In [1]:
import random
import pandas as pd
import tqdm
import numpy as np

data = pd.read_csv(
    '../dataset.csv',
    usecols=['order_id', 'user_id', 'sequence_id', 'skill_id', 'correct'],
    encoding='utf-8'
).dropna(subset=['skill_id'])


In [2]:
raw_question = data.skill_id.unique().tolist()
num_skill = len(raw_question)

# question id from 0 to (num_skill - 1)
questions = { p: i for i, p in enumerate(raw_question) }

print("number of skills: %d" % num_skill)

number of skills: 9


In [3]:
from loader import parse_all_seq

# [(question_sequence_0, answer_sequence_0), ..., (question_sequence_n, answer_sequence_n)]
sequences = parse_all_seq(data)

In [4]:
def train_test_split(data, train_size=.7, shuffle=True):
    if shuffle:
        random.shuffle(data)
    boundary = round(len(data) * train_size)
    return data[: boundary], data[boundary:]

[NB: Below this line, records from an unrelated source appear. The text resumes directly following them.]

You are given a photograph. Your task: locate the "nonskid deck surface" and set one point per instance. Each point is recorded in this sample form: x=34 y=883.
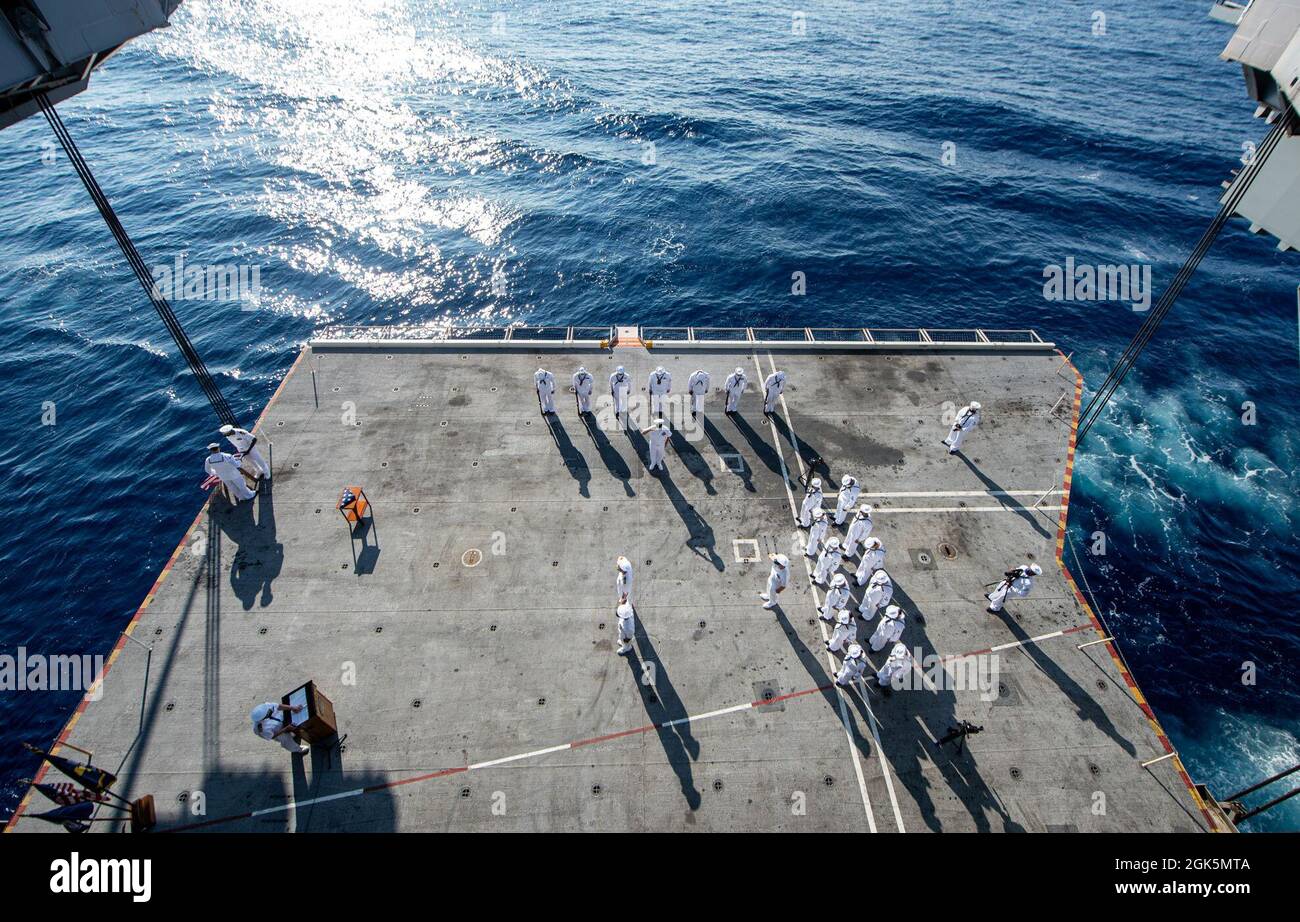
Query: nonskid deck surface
x=489 y=696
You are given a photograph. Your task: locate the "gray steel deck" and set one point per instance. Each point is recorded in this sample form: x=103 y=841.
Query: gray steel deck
x=512 y=658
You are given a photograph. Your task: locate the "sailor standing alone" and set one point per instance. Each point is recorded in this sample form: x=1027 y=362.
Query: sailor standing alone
x=967 y=418
x=735 y=386
x=778 y=579
x=698 y=386
x=620 y=385
x=772 y=388
x=658 y=437
x=659 y=385
x=247 y=444
x=226 y=468
x=545 y=384
x=583 y=384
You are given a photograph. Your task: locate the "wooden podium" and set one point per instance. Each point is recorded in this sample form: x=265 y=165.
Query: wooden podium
x=316 y=722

train_sequences, test_sequences = train_test_split(sequences)

In [5]:
def sequences2tl(sequences, trgpath):
    with open(trgpath, 'a', encoding='utf8') as f:
        for seq in tqdm.tqdm(sequences, 'write into file: '):
            questions, answers = seq
            seq_len = len(questions)
            f.write(str(seq_len) + '\n')
            f.write(','.join([str(q) for q in questions]) + '\n')
            f.write(','.join([str(a) for a in answers]) + '\n')

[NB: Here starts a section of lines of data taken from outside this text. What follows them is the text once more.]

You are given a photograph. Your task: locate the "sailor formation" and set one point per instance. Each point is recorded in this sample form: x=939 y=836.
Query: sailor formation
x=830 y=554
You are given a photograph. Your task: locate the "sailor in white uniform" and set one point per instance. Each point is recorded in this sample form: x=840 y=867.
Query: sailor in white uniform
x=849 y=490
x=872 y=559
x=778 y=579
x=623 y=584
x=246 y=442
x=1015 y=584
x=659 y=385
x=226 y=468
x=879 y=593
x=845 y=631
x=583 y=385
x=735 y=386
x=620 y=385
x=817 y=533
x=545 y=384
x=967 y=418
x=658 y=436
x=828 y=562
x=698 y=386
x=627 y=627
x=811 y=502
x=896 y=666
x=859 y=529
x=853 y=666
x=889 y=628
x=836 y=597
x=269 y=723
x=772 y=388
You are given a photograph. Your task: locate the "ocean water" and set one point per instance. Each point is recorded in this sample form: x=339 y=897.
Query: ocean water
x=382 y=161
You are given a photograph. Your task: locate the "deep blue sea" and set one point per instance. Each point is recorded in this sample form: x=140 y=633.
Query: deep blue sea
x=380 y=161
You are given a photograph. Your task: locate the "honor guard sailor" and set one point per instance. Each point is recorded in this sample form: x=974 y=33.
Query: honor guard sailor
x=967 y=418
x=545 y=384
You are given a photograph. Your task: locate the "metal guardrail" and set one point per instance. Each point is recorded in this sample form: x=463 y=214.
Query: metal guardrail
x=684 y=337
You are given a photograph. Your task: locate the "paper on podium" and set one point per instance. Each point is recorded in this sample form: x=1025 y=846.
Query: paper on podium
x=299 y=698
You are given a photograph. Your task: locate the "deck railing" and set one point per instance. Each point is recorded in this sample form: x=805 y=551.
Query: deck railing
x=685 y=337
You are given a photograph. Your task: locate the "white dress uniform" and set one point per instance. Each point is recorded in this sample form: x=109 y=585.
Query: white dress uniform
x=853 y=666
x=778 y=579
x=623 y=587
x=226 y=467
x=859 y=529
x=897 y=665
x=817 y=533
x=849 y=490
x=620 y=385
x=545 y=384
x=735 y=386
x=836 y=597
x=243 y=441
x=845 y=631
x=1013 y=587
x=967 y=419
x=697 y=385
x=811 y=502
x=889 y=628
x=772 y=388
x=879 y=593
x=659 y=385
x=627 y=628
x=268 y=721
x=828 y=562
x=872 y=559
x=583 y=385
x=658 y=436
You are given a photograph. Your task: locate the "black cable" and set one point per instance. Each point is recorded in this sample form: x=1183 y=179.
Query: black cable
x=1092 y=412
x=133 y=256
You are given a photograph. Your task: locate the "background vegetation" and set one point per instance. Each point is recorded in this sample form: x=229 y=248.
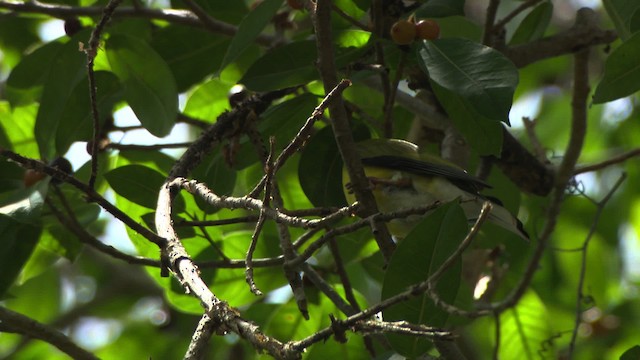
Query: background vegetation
x=200 y=219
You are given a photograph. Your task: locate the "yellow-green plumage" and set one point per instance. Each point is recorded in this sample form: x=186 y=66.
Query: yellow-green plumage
x=403 y=178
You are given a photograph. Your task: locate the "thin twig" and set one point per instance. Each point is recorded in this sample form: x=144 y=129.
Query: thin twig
x=173 y=16
x=91 y=194
x=92 y=52
x=583 y=265
x=198 y=347
x=147 y=147
x=71 y=223
x=341 y=127
x=391 y=100
x=11 y=321
x=612 y=161
x=488 y=33
x=563 y=174
x=524 y=6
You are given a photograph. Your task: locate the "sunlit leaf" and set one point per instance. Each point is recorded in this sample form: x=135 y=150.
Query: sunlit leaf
x=249 y=29
x=18 y=241
x=621 y=72
x=534 y=24
x=621 y=12
x=440 y=8
x=417 y=257
x=149 y=86
x=68 y=68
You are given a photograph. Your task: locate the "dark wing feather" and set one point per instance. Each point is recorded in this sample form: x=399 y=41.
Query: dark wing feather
x=458 y=177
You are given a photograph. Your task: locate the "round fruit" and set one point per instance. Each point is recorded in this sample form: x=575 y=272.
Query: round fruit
x=31 y=177
x=295 y=4
x=427 y=30
x=403 y=32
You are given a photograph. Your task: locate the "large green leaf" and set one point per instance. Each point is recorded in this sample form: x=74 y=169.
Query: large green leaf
x=17 y=241
x=76 y=123
x=25 y=205
x=320 y=170
x=209 y=100
x=479 y=74
x=18 y=126
x=250 y=27
x=149 y=86
x=417 y=257
x=140 y=185
x=475 y=84
x=218 y=176
x=68 y=67
x=534 y=24
x=621 y=72
x=483 y=134
x=622 y=13
x=191 y=54
x=282 y=67
x=26 y=80
x=524 y=328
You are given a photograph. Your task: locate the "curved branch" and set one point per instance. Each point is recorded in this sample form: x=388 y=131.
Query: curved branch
x=183 y=17
x=11 y=321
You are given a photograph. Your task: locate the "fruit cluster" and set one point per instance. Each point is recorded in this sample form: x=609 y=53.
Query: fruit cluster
x=404 y=32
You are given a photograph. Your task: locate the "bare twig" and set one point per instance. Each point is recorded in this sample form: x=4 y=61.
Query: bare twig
x=583 y=264
x=92 y=51
x=524 y=6
x=91 y=194
x=612 y=161
x=174 y=16
x=11 y=321
x=564 y=172
x=391 y=99
x=341 y=128
x=198 y=347
x=71 y=223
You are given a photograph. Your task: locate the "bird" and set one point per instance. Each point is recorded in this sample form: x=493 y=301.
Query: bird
x=402 y=177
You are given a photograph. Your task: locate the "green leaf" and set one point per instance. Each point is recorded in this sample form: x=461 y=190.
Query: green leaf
x=417 y=257
x=209 y=100
x=482 y=76
x=632 y=353
x=621 y=72
x=524 y=328
x=140 y=185
x=284 y=66
x=26 y=80
x=18 y=241
x=77 y=119
x=67 y=70
x=25 y=205
x=221 y=179
x=249 y=29
x=191 y=53
x=320 y=170
x=534 y=24
x=149 y=86
x=484 y=135
x=440 y=8
x=18 y=126
x=621 y=12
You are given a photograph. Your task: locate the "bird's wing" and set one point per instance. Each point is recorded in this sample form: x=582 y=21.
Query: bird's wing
x=458 y=177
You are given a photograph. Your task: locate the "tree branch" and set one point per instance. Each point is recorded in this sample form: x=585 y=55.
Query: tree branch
x=11 y=321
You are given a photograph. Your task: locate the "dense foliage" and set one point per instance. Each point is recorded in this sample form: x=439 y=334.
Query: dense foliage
x=171 y=179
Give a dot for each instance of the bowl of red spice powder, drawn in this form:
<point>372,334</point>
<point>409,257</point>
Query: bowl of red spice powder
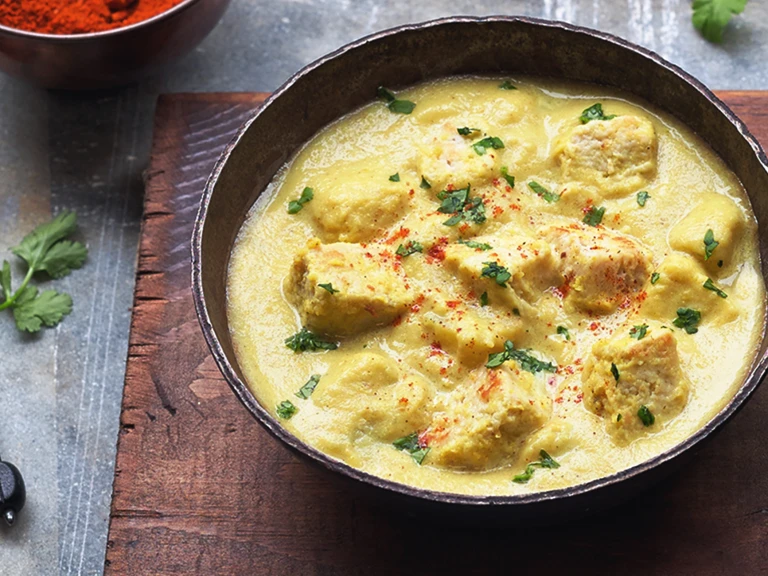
<point>91,44</point>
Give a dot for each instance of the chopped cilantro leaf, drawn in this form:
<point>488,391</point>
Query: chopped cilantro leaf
<point>688,319</point>
<point>482,146</point>
<point>412,445</point>
<point>546,461</point>
<point>475,245</point>
<point>594,112</point>
<point>638,332</point>
<point>409,248</point>
<point>286,409</point>
<point>305,340</point>
<point>329,287</point>
<point>709,285</point>
<point>497,272</point>
<point>510,179</point>
<point>709,244</point>
<point>594,216</point>
<point>646,416</point>
<point>543,192</point>
<point>522,357</point>
<point>295,205</point>
<point>306,390</point>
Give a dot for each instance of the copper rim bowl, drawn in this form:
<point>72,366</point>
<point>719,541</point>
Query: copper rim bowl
<point>346,79</point>
<point>112,57</point>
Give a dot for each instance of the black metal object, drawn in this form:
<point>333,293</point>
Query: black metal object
<point>415,53</point>
<point>13,494</point>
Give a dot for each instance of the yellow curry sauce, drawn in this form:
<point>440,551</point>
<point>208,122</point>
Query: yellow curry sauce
<point>503,274</point>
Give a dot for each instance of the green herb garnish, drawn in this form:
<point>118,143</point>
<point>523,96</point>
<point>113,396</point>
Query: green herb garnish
<point>306,390</point>
<point>522,357</point>
<point>497,272</point>
<point>411,445</point>
<point>295,205</point>
<point>546,462</point>
<point>709,244</point>
<point>594,112</point>
<point>645,415</point>
<point>709,285</point>
<point>482,146</point>
<point>45,249</point>
<point>710,17</point>
<point>286,409</point>
<point>304,341</point>
<point>543,192</point>
<point>329,287</point>
<point>475,245</point>
<point>638,332</point>
<point>594,216</point>
<point>395,105</point>
<point>410,247</point>
<point>688,319</point>
<point>510,179</point>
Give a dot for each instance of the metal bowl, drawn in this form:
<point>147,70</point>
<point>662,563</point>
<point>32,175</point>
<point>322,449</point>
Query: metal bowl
<point>347,79</point>
<point>110,58</point>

# save triple line format for other tasks
sequences2tl(train_sequences, 'train.txt')
sequences2tl(test_sequences, 'test.txt')

write into file: 100%|██████████| 6300/6300 [00:00<00:00, 16747.43it/s]
write into file: 100%|██████████| 2700/2700 [00:00<00:00, 22555.46it/s]


In [6]:
from loader import encode_onehot

train_data = encode_onehot(train_sequences, num_skill)
test_data = encode_onehot(test_sequences, num_skill)

In [7]:
print("train data shape: ", train_data.shape)
print("test data shape: ", test_data.shape)

train data shape:  (56736, 50, 18)
test data shape:  (23723, 50, 18)


In [8]:
# save onehot data
np.save('train_data.npy', train_data)
np.save('test_data.npy', test_data)